Hope it helps! greets
Usually, you will take a framework like GWT, Echo2 or similar.
The advantage of this approach is that the application feels much more like a desktop app. When the server is fast enough, users won't notice the many little data packets that go back and forth. Also, loading a page from scratch is an expensive operation. If you just modify parts of it, the browser can keep a lot of the existing model in memory and just change the parts that changed.
Another advantage of these frameworks is that you can develop your application in pure Java. This means you can debug it in your IDE just like any other Java app, you can write unit tests and run them automatically, etc.
I'll add that on slower machines, a con is that a large amount of JavaScript will bring the browser to a screeching halt. Since all the rendering is done client-side, if the user doesn't have a higher-end computer, it will ruin the experience. My work computer is a P4 3.0GHZ with 2 GB of ram and JavaScript heavy sites cause it to chug along slower than molasses, which really kills the user experience for me.
This post probably will need some modification. I'll do my best to explain...
Basically, as a tester, I have noticed that sometimes programers who use template-based web back ends push a lot of stuff into onload handlers that then do stuff like load menu items, change display values in forms, etc.
For example, a page that displays your network configuration loads blank (or dummy values) for the IP info, then loads a block of variables in an onload function that sets the values when the page is rendered.
My experience (and gut feeling) is that this is a really bad practice, for a couple reasons.
1- If the page is displayed in an environment where Javascript is off (such as using "Send Page") the page will not display properly in that environment.
2- The HTML page becomes very hard to diagnose, because what is actually on screen is needs to be pieced together by executing the javascript in your head (this problem is less prominent w/ Firefox because of Firebug).

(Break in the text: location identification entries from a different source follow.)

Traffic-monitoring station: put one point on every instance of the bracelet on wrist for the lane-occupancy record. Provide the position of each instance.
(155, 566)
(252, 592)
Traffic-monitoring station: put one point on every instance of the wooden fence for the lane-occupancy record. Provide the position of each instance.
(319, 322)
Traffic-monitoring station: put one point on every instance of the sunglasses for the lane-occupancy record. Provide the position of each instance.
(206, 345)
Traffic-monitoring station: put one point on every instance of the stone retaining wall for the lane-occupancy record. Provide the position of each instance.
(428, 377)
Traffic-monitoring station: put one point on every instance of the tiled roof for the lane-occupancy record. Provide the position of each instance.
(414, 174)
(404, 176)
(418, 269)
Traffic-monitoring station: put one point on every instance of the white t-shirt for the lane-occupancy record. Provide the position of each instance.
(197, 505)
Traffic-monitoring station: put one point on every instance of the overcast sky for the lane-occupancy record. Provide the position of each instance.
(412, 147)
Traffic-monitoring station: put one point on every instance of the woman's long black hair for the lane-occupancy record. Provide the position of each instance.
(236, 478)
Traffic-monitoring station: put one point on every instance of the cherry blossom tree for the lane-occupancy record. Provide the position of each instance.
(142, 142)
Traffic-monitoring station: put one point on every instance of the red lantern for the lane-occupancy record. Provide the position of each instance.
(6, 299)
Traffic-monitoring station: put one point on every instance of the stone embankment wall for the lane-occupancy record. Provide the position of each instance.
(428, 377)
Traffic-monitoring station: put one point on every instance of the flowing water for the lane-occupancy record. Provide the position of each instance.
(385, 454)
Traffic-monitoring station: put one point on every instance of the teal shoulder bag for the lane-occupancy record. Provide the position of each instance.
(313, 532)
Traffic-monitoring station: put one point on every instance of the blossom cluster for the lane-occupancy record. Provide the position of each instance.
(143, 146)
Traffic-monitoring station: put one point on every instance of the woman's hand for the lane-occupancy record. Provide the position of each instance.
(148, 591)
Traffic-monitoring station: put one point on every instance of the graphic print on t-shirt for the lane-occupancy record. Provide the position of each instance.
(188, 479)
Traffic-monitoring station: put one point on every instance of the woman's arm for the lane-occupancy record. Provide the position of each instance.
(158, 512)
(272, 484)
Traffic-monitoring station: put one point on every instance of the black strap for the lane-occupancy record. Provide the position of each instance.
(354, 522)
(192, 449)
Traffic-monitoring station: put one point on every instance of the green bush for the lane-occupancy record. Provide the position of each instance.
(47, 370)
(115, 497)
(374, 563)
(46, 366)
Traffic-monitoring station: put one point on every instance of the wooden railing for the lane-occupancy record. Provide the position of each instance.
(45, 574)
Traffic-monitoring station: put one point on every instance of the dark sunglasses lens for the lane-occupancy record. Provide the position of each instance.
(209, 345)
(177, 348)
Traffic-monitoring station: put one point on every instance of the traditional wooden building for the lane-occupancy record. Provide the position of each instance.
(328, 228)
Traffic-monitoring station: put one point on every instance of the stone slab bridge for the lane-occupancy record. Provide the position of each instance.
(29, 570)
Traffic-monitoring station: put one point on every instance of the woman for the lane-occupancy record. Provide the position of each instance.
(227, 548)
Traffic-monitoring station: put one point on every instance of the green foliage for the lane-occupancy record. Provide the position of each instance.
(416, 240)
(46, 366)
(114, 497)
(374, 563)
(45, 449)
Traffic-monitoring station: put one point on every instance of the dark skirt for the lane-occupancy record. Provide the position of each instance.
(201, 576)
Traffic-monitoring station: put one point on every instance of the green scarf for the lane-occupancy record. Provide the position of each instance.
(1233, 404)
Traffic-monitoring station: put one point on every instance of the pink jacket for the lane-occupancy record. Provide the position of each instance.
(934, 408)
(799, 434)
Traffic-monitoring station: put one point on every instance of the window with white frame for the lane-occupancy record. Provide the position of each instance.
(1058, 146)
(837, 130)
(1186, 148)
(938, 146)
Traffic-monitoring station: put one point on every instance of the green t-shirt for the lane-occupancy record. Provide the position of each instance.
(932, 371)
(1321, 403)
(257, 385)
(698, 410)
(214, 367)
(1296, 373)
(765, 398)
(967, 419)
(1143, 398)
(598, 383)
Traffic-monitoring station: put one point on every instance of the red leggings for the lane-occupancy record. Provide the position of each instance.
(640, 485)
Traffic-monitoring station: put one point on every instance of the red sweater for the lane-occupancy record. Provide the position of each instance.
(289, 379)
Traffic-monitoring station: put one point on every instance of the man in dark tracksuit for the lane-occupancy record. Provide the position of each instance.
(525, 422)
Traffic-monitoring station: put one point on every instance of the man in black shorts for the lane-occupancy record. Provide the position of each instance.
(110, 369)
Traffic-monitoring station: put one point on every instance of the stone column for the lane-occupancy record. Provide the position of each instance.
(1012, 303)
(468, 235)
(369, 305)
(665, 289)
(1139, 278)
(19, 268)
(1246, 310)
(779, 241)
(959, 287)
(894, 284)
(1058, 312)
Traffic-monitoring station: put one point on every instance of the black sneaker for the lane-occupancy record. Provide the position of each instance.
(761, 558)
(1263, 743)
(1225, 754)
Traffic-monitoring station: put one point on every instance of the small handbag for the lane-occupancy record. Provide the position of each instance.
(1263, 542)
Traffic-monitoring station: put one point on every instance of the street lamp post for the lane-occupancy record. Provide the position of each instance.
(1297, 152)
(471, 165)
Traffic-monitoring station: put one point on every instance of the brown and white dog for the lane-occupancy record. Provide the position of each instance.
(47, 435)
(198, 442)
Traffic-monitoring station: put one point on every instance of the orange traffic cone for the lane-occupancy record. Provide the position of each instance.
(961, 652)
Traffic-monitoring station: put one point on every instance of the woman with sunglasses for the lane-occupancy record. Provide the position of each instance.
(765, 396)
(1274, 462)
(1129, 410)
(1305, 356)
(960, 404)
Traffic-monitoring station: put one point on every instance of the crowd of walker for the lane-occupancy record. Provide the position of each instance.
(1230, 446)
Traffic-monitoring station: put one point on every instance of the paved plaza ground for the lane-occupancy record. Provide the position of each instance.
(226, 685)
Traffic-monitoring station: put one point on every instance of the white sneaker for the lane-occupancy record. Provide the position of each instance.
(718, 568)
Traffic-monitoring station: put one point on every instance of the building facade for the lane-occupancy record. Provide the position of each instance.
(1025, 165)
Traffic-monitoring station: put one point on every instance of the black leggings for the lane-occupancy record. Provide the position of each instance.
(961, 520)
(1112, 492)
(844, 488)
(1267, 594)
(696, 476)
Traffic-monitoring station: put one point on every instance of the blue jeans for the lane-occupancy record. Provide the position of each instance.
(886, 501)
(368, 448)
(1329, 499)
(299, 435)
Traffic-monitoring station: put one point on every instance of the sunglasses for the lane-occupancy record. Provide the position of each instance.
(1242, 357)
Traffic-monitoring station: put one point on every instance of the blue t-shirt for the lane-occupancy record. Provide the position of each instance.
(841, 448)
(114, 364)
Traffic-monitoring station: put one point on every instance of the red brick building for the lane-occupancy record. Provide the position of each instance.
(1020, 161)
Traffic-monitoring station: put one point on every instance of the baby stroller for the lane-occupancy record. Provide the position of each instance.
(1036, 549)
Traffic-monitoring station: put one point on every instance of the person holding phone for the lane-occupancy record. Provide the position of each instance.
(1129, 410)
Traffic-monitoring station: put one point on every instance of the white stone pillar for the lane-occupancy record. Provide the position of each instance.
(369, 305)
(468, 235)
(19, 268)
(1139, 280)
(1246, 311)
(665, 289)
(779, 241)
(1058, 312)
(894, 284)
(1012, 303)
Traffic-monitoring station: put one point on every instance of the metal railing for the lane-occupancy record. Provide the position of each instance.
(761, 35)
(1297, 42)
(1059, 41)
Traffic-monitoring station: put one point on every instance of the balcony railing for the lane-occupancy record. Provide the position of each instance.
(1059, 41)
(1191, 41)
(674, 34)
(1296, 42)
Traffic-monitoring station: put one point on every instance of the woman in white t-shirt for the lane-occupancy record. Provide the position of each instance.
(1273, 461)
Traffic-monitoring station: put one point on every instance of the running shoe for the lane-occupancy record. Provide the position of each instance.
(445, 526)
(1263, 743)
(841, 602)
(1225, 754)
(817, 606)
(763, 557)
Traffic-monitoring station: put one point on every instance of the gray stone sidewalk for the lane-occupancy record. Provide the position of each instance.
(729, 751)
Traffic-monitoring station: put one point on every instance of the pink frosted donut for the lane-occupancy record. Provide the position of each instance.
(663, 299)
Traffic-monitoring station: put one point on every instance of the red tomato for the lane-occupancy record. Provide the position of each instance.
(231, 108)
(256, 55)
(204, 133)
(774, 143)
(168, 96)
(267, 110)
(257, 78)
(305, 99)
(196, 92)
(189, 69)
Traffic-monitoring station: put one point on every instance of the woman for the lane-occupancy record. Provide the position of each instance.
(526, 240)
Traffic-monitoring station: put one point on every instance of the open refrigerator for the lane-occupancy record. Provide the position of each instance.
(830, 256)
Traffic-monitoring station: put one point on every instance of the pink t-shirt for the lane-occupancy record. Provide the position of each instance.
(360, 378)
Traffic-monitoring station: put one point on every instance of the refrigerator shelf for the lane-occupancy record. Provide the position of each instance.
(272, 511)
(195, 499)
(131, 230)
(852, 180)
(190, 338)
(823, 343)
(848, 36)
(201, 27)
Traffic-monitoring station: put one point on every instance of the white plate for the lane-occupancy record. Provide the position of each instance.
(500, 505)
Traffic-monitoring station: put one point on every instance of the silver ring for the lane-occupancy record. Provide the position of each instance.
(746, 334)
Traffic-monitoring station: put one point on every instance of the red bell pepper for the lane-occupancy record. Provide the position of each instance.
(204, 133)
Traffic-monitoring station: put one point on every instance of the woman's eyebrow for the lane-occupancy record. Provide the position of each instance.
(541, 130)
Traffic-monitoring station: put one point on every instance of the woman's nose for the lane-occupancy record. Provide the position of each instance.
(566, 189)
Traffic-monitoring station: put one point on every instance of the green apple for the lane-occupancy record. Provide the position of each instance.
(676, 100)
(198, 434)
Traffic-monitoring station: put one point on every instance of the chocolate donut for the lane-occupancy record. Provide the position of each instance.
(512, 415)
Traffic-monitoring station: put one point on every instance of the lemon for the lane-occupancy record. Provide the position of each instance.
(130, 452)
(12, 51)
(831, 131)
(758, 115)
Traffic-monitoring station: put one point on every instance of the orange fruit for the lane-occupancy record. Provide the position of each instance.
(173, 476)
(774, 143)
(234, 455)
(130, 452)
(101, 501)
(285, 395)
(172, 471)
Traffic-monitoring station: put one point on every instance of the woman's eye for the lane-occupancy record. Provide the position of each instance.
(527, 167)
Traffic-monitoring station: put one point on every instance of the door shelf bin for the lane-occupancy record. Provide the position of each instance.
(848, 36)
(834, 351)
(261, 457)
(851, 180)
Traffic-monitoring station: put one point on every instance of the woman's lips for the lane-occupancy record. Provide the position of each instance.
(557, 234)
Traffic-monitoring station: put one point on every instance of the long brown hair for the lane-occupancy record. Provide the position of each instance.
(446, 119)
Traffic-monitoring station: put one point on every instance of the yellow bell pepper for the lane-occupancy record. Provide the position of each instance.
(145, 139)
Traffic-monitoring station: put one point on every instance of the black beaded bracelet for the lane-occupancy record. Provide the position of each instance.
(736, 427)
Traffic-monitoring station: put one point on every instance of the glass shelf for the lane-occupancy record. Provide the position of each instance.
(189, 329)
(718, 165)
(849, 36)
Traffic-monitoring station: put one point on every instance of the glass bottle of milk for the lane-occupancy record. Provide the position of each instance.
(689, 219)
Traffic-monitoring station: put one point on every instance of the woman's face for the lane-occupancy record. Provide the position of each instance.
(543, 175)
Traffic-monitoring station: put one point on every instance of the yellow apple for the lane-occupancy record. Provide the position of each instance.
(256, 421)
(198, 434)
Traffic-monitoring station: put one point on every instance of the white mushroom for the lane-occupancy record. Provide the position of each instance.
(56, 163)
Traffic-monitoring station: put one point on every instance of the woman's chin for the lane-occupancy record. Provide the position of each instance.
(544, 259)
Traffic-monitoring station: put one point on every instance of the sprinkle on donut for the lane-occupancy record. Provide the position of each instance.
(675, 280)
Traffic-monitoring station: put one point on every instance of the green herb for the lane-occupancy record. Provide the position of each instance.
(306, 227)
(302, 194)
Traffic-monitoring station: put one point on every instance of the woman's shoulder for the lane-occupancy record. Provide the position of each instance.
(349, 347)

3- Most of the time, this is not being done via a standard practice of feature of the environment. In other words, there isn't a service on the back-end, the back-end code looks just as spaghetti as the resulting HTML.
and, not really a reason, more a correlation:
I have noticed that most coders that do this are generally the coders that have a lot of code-related bugs or critical integration bugs.
So, I'm not saying we shouldn't use javascript, I think what I'm saying is, when you produce a page dynamically, the dynamic behavior should be isolated to the back-end, and you should avoid changing the displayed information after the page is loaded and rendered.
I think what you're saying is what we should be doing is Progressive Enhancement with JavaScript.
Also related: Progressive Enhancement with CSS, Understanding Progressive Enhancement and Test-Driven Progressive Enhancement.
So the actual question is "What are advantages/disadvantages" of javascript content generation?
here's one: a lot of the things designers want are hard in straight html/css, or not fully supported. using Jquery to do zebra-tables with ":odd" for instance. Sometimes the server-side framework doesn't have good ways to accomplish this, so the way to get the cleanest code is actually to split it up like that.